In the 1990s, patients diagnosed with breast cancer typically only had one option — mastectomies. Today, the care is more individualized and patients have choices when it comes to surgery to remove tumors.

“Now you can remove just a few lymph nodes and be successful,” Dr. Newell said. “Patients’ original choices were surgery and chemotherapy, and now, you can do less on the surgical end.”

Dr. Newell said she has also seen drastic changes in how patients receive chemotherapy and radiation for breast cancer tumors, and these changes have improved the overall experience for those diagnosed with the disease. One example is the time period for radiation therapy.

“Radiation is more direct now. We’ve gone from a six-week treatment to a treatment that lasts five days,” she said.

Today, when a patient is diagnosed with breast cancer, doctors can provide a treatment plan that is tailored to that patient’s specific case, Dr. Newell said.

“Now, we study the biology of that woman’s cancer. We don’t just put people in those broad groups,” she said. “We’ve seen that all the breast cancer research is changing the face of treatment.”

Raising awareness

One of Dr. Newell’s most impactful efforts has centered on raising awareness about breast cancer in the Dover community. When she first started concentrating on breast health, Dr. Newell said she frequently met people in the area who had limited access to preventive care.

“We saw populations of people who didn’t have access to mammograms or other services,” she said.

While programs offering free screenings did exist, Dr. Newell said there were often age caps and other limitations that kept women and men from receiving the care they needed.

When she realized how widespread that problem was, Dr. Newell reached out to Bayhealth and asked if she and others in the cancer institute could create a campaign aimed at educating the public. At the time, Dr. Newell suggested Bayhealth sell T-shirts and split the money raised from the sale of those shirts with the Delaware Breast Cancer Coalition. The campaign quickly gained sponsorships and community support.

In 2017, Bayhealth held its 12th annual Go Pink campaign. The awareness event includes the sale of the T-shirts plus free health screenings and mammograms, a health fair, and other educational tools provided to members of the community free of charge.

“It’s a huge event that I think our area really needed,” said Dr. Newell.

The benefits of the Go Pink campaign were evident from the start.

“In the first year, at least five people came in who had a lump,” she said.

While not all of those cases resulted in breast cancer diagnoses, Dr. Newell said the Go Pink screenings gave those patients with lumps the answers they needed but couldn’t get because of lack of health insurance or other barriers.

“By just having a community event, they knew they could go there,” she said.

A cure for all

Today, breast cancer has one of the highest survival rates of all cancers, and this achievement is due in large part to increased access to screenings, mammograms and genetic testing. Celebrities like Angelina Jolie have brought the disease into the spotlight and helped spread awareness of the options available to patients with a genetic susceptibility to breast cancer.

Dr.

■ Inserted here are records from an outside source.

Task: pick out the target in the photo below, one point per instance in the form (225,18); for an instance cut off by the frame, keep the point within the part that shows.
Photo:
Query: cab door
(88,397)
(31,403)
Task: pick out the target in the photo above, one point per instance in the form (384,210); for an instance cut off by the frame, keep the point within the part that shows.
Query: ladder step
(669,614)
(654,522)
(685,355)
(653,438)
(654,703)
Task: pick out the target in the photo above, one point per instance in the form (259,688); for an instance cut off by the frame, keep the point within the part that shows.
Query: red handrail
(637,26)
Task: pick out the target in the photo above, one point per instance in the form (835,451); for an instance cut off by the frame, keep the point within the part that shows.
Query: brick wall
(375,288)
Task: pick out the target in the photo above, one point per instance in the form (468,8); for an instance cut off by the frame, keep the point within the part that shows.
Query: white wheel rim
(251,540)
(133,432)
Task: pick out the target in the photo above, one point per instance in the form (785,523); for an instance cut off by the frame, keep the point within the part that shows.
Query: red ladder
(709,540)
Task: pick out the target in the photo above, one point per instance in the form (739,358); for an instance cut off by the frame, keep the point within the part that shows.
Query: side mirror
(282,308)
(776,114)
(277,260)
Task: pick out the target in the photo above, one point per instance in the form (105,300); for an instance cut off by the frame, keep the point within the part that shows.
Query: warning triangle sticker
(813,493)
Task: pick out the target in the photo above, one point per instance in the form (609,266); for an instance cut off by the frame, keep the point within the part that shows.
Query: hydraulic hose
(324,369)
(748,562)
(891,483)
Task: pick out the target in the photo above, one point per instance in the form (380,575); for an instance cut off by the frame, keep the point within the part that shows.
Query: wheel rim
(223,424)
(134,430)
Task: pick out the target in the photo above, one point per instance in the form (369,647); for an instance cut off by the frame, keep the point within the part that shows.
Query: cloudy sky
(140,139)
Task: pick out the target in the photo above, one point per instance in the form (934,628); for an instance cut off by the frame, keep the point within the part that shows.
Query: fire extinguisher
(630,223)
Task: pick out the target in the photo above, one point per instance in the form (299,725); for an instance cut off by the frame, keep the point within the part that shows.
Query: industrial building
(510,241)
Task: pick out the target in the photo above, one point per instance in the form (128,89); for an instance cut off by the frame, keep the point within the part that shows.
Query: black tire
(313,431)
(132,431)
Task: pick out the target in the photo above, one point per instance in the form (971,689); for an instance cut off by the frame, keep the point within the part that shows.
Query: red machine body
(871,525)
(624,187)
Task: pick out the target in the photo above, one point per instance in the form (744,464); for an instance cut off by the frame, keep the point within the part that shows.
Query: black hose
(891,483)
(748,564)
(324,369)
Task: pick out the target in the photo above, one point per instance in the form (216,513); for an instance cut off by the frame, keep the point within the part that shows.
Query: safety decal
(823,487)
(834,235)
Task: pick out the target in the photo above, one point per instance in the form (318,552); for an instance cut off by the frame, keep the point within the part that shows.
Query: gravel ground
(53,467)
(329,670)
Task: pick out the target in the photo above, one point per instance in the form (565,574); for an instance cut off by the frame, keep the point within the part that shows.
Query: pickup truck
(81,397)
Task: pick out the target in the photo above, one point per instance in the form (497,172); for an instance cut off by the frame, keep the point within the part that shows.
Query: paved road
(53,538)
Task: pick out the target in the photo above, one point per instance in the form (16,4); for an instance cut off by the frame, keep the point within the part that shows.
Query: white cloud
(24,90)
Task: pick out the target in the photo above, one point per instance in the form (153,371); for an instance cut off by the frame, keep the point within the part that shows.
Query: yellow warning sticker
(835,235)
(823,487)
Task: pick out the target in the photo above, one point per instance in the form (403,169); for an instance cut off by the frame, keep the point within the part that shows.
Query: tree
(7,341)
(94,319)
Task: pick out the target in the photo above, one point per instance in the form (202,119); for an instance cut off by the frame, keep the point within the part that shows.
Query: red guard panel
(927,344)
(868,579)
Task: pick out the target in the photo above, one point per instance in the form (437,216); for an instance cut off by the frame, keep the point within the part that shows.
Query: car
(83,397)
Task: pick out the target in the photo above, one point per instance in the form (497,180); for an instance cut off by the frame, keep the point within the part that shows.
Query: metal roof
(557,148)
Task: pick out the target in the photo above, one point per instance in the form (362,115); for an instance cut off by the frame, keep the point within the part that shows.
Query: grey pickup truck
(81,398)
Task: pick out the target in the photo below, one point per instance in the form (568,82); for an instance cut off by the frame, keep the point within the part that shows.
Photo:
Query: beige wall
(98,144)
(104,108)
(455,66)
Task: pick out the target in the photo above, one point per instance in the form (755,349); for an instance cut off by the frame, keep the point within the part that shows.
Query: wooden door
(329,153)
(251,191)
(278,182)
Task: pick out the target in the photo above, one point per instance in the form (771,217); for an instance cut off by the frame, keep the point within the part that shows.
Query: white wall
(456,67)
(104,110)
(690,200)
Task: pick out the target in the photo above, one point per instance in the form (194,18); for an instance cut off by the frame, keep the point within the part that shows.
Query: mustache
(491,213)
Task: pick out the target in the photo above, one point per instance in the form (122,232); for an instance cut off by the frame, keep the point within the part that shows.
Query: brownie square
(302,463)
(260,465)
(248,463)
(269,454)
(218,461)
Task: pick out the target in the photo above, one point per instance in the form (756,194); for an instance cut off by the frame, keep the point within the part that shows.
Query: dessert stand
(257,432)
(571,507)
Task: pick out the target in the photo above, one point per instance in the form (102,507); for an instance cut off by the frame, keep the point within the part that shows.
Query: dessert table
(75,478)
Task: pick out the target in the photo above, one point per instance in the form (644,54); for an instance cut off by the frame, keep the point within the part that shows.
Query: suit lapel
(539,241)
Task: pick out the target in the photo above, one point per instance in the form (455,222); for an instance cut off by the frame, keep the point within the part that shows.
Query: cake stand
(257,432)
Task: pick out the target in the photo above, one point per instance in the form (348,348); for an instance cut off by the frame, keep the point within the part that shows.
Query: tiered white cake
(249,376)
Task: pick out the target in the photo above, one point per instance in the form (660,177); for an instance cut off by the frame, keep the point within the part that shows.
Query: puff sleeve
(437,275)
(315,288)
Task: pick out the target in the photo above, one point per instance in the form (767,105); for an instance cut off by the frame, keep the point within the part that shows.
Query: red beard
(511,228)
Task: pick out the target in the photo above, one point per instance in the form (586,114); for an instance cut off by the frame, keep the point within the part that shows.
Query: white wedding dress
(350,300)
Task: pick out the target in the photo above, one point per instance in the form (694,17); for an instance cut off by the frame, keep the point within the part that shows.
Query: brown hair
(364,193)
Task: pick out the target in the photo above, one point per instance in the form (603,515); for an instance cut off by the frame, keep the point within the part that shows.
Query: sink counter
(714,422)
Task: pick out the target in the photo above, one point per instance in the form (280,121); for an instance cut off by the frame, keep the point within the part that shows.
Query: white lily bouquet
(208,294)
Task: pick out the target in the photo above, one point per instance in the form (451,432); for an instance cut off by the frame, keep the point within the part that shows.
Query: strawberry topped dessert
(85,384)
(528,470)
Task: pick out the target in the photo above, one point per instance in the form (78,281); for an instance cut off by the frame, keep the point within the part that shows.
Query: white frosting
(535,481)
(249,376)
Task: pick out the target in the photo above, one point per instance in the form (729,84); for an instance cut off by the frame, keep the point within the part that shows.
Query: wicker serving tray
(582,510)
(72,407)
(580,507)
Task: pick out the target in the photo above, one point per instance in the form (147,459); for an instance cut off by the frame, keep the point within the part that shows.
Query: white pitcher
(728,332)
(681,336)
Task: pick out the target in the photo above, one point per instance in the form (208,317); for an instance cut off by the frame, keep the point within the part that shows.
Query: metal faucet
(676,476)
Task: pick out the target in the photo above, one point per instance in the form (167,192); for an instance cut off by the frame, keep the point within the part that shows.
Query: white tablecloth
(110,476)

Newell said she believes this increased access to care and prevention is what will help physicians one day be able to cure all breast cancer patients.

“At the national meeting [of breast cancer physicians], they like to say, “Aren’t we there?” when talking about a cure,” she said. “We are at the point where we can cure most women, but I think the answer to the question of when we will see a cure for all women starts with prevention. It’s access to care; it’s early detection.”

Organizations like the Susan G. Komen Foundation have made it possible for health-care providers like Dr. Newell and Bayhealth to offer services, including free health screenings and mammograms, to the community.

“Komen has been a big help in assisting Bayhealth with providing preventive options for patients,” she said.